Frederic R. Hopp

About Research CV

Data Science & Cloud Computing

The majority of my research centres around large, unstructured data in text (e.g., news articles, tweets, movie scripts), audiovisual (e.g., serial narratives, movies) and brain imaging (fMRI) format. To process, wrangle, and analyze these data structures, I am drawing on a combination of various data scientific techniques.

NoSQL

I am maintaining a Eucalyptus cloud-computing cluster that serves as a backend for a distributed Apache Cassandra database. Distributed databases inherit several advantages over traditional, relational database management systems (RDBMS) such as higher spatio-temporal scalability. This database currently stores and preprocesses data from the Global Database of Events, Language, and Tone (GDELT). Furthermore, this database serves as the foundation for the interface for Communication Research (iCoRe), an easy-to-use Application Programming Interface (API) that is under active development in the Media Neuroscience Lab. iCoRe’s aim is to make GDELT’s massive data more accessible to researchers with limited computational and analysis capabilities.

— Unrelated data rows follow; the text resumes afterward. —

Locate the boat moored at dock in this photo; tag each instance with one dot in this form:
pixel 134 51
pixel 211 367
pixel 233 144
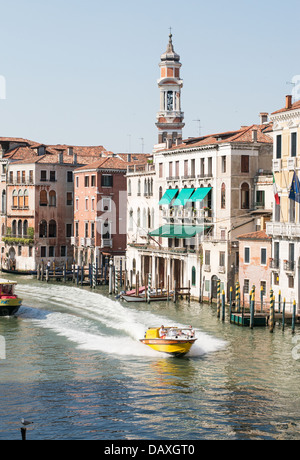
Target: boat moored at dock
pixel 9 301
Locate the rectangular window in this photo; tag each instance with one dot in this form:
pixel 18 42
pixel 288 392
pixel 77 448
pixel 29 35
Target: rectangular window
pixel 294 144
pixel 278 146
pixel 247 256
pixel 246 286
pixel 106 180
pixel 245 163
pixel 207 257
pixel 263 285
pixel 224 164
pixel 263 256
pixel 161 169
pixel 68 230
pixel 222 259
pixel 69 199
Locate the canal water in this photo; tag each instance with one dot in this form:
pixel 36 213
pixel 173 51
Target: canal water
pixel 75 367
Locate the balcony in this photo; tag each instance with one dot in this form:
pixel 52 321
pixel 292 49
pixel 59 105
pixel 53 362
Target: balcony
pixel 280 229
pixel 106 243
pixel 74 240
pixel 274 264
pixel 289 266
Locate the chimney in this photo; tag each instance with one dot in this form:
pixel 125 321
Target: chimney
pixel 288 102
pixel 254 135
pixel 264 117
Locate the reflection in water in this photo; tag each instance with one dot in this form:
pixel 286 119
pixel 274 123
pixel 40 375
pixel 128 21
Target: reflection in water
pixel 75 355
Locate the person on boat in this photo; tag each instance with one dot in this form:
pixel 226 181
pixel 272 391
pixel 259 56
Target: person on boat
pixel 162 332
pixel 191 332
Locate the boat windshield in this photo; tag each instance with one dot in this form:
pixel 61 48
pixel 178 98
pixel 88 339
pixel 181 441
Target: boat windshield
pixel 6 289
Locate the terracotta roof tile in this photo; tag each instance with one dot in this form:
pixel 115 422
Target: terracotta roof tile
pixel 260 235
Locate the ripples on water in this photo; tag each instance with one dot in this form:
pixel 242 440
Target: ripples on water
pixel 75 365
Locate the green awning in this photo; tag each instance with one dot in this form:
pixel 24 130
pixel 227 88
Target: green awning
pixel 200 194
pixel 168 197
pixel 183 197
pixel 178 231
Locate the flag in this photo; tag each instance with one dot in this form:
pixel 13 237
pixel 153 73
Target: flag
pixel 277 199
pixel 295 189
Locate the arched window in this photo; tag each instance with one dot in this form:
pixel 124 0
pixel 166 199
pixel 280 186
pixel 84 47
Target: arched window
pixel 25 227
pixel 193 276
pixel 130 226
pixel 20 229
pixel 52 198
pixel 43 198
pixel 26 199
pixel 139 218
pixel 43 229
pixel 20 199
pixel 52 229
pixel 245 196
pixel 15 199
pixel 3 202
pixel 152 217
pixel 223 196
pixel 14 228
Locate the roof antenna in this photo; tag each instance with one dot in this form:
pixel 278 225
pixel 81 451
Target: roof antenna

Natural Language Processing

My research draws heavily on various natural language processing (NLP) techniques to automatically content-analyze large quantities of textual data.

Python & R

The majority of NLP tasks are executed in Python by utilizing common text-processing libraries such as the Natural Language Toolkit (NLTK), spaCy, and sci-kit learn. Over the course of my research, I have developed numerous text processing and analysis pipelines that span standard protocols such as tokenization, named-entity recognition, part-of-speech tagging, and dependency parsing to more advanced analysis encompassing moral sentiment classification. Statistical analyses are mostly conducted in Python, although R is occasionally consulted for more complex statistical modeling.

The Moral Narrative Analyzer (MoNA)

The Moral Narrative Analyzer (MoNA) is an online crowd-coding and analysis platform that we have developed in the Media Neuroscience Lab. Relying on a django backend, MoNA draws on a hybrid content analytical approach in which NLP and human annotations are combined to extract the latent moral information that permeates textual narratives, such as news articles, movie scripts, and tweets. In a recent study, we used MoNA to collect over 60,000 human annotations of news documents to construct an extended Moral Foundations Dictionary (Hopp et al., 2020).


High Performance Computing and Neuroimaging

Distributed Workflows

In order to process and analyze fMRI datasets, I am maintaining a multi-cluster architecture that spans both physical as well as cloud instances. By relying on SLURM, I harness distributed, concurrent pipelines to organize (see HeuDiConv), pre-process (see fMRIprep), and analyze (see Nipype and BrainIAK) brain imaging data. Researchers interested in harnessing these resources are encouraged to reach out.


Theoretical Knowledge

Moral and Social Psychology

The majority of my research is theoretically grounded in moral psychology, spanning social, cognitive, and neuroscientific perspectives. Herein, Moral Foundations Theory (MFT) serves as the main theoretical framework that guides my research on moral decision making, moral information processing, and morally-driven behavior. Recently, I have also started to integrate the Morality as Cooperation (MaC, Curry, 2014) framework into my research.

Media Psychology

Several of my published articles utilize theories and models that explicate how humans process psychologically relevant media content. For example, I draw heavily on the Model of Intuitive Morality and Exemplars (MIME; Tamborini, 2011, 2013) to examine how morally-relevant message cues give rise to affective, cognitive, and behavioral media effects, including the sharing of online news articles and narrative enjoyment.